The Pistons reached out to Robinson quickly, looking to make an aggressive pitch, with Casey making first contact. They didn’t have much cap space, but wanted to open the discussions and make their intentions known.
“Coach was the first to give me a call, at 12:01. I talked to coach Casey immediately and he told me what my role would be,” Robinson said. “Coming in as a shooter and defender who could spread the floor and attack the basket. They were looking for shooters at small forward to be able to stretch the floor and help Blake (Griffin) and Drummond inside.
“We have a great team and we can get this playoff push going and we’re coming in with strong confidence and chips on our shoulders.”
Although the Pistons were over the salary cap and operating on a shoestring budget, they made an aggressive offer to Robinson to try to fill their biggest need: depth on the wing.
The second year of the reported deal is a team option, but it provides flexibility for both Robinson and the Pistons, to see if he’s healthy — and as insurance in case they can’t keep Stanley Johnson, who will be a restricted free agent next summer.
“We feel getting a two-year commitment was huge for us, to find a young wing who can make a shot — they’re hard to find in this league — and when that opportunity came up that quickly, we felt we had to make a move,” said senior adviser Ed Stefanski, who has assumed the role of general manager. “Our scouts watched him and they were high on him. If there’s a young guy who can make a shot at the wing spot, you’ve got to take a shot at him.

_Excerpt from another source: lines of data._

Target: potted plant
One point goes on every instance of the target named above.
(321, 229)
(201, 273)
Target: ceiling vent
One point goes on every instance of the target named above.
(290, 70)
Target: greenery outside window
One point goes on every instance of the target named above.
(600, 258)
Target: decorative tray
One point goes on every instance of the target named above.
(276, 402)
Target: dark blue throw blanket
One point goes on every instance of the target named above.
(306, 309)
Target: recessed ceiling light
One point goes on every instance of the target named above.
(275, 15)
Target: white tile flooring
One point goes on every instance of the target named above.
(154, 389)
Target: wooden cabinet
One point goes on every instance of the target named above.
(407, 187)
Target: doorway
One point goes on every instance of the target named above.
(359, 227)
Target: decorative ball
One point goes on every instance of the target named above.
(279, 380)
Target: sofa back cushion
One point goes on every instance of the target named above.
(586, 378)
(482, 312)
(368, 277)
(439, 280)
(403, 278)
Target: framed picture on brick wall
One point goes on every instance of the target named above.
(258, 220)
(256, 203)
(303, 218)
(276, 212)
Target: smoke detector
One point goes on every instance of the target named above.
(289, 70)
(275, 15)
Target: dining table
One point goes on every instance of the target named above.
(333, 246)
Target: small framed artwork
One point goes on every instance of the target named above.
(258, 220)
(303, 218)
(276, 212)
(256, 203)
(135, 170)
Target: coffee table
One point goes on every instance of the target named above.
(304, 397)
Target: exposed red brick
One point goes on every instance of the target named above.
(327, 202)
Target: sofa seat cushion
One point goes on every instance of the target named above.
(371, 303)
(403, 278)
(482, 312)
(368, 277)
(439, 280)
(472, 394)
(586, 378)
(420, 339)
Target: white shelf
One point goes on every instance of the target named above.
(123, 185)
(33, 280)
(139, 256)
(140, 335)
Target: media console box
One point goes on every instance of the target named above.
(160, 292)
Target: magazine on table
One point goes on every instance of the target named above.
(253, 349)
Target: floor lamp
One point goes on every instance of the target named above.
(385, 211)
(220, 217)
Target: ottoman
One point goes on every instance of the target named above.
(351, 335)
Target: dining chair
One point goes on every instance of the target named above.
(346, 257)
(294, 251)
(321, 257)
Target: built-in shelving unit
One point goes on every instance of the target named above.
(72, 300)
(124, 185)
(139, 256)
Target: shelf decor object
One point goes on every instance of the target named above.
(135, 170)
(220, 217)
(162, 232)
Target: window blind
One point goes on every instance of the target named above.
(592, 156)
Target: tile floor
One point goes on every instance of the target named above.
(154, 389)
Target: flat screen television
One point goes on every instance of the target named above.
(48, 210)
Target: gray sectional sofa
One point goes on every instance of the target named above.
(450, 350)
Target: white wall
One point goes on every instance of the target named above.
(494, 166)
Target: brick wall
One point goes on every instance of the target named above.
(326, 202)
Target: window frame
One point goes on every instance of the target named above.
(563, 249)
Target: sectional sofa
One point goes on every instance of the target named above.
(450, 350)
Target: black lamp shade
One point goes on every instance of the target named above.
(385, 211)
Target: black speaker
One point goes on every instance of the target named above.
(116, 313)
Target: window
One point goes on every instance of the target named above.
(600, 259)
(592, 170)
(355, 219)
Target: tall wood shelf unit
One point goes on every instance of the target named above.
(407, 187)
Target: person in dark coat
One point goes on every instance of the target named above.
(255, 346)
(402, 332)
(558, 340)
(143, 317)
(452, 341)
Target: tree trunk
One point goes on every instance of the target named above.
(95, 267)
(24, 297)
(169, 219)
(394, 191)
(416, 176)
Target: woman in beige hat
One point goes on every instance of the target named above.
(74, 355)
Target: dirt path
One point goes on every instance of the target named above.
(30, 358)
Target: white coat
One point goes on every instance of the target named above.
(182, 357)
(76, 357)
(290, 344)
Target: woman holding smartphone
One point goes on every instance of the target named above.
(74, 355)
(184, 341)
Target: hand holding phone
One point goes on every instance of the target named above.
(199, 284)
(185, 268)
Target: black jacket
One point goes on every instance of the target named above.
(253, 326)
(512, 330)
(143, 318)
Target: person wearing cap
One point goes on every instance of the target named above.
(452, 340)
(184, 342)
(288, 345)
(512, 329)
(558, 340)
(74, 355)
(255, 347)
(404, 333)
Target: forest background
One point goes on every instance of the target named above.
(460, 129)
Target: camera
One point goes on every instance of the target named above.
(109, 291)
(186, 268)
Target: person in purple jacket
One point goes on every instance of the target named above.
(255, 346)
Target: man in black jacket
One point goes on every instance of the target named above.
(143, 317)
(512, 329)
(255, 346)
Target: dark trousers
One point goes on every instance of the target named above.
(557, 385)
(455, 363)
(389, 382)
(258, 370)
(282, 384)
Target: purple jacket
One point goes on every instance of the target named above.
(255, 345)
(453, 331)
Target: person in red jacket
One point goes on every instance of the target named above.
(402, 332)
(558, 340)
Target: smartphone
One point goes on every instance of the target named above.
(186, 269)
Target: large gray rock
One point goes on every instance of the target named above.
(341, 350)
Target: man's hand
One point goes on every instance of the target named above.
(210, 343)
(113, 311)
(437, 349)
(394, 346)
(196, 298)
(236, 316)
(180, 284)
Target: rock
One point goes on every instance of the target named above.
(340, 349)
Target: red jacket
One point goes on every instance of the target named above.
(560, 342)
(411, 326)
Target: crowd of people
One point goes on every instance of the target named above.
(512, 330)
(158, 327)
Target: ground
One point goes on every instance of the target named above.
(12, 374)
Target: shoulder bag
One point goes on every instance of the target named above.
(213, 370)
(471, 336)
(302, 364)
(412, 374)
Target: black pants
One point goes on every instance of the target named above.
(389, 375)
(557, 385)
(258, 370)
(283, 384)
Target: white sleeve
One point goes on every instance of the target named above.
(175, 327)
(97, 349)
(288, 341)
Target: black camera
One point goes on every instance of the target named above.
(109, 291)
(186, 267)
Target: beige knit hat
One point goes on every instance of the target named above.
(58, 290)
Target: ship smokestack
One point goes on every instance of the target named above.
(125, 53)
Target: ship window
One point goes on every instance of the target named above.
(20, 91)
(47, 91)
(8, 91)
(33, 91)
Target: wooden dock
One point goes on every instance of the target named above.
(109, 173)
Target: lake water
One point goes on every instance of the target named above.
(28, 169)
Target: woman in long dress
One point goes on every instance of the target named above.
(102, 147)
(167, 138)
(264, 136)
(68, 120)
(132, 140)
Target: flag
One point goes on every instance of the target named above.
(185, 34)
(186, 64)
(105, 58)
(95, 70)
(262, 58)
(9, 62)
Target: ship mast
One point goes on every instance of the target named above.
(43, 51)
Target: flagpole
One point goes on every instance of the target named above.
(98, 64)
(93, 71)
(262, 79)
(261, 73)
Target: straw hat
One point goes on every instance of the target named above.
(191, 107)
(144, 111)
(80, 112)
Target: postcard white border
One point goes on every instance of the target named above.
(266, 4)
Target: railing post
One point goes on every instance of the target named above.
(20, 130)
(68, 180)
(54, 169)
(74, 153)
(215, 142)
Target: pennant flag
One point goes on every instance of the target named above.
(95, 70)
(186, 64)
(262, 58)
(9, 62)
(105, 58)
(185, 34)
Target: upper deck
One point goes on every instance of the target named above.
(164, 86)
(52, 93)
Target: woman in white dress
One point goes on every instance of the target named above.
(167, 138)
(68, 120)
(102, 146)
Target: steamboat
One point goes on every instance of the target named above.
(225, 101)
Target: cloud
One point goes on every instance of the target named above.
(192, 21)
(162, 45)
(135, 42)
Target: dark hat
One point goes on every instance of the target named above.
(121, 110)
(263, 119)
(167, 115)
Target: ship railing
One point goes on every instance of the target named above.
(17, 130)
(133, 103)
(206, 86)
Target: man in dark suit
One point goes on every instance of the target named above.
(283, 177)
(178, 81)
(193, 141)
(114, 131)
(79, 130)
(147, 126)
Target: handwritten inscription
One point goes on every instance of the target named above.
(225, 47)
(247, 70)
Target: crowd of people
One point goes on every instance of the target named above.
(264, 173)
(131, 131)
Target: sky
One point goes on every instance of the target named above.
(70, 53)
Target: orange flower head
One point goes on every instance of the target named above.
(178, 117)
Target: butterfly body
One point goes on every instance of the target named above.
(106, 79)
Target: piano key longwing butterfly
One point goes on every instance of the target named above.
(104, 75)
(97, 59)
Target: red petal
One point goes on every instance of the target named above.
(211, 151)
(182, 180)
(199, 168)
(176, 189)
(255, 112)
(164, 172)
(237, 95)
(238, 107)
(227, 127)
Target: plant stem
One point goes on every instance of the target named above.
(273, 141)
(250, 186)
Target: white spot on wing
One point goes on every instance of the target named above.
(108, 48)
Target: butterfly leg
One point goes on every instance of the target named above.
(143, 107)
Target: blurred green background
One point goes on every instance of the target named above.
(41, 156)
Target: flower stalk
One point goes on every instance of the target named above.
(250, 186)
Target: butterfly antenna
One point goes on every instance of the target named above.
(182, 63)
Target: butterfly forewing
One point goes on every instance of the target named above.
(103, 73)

“It’s been proven that if you’re just patient, there are a lot of guys still out there. In our situation, we just had the right moment to get him; if it wasn’t him, we would have been still out there looking for a guy.”
Robinson is ready to step into a bigger role, after playing in the shadows of two outstanding players with the Pacers. Now, he can come into his own.
“Part of my decision coming here was playing behind Paul (George) for two years and going against Vic Oladipo every day was a great opportunity to step up and try to get those minutes that I’m ready for. I won’t disappoint,” he said.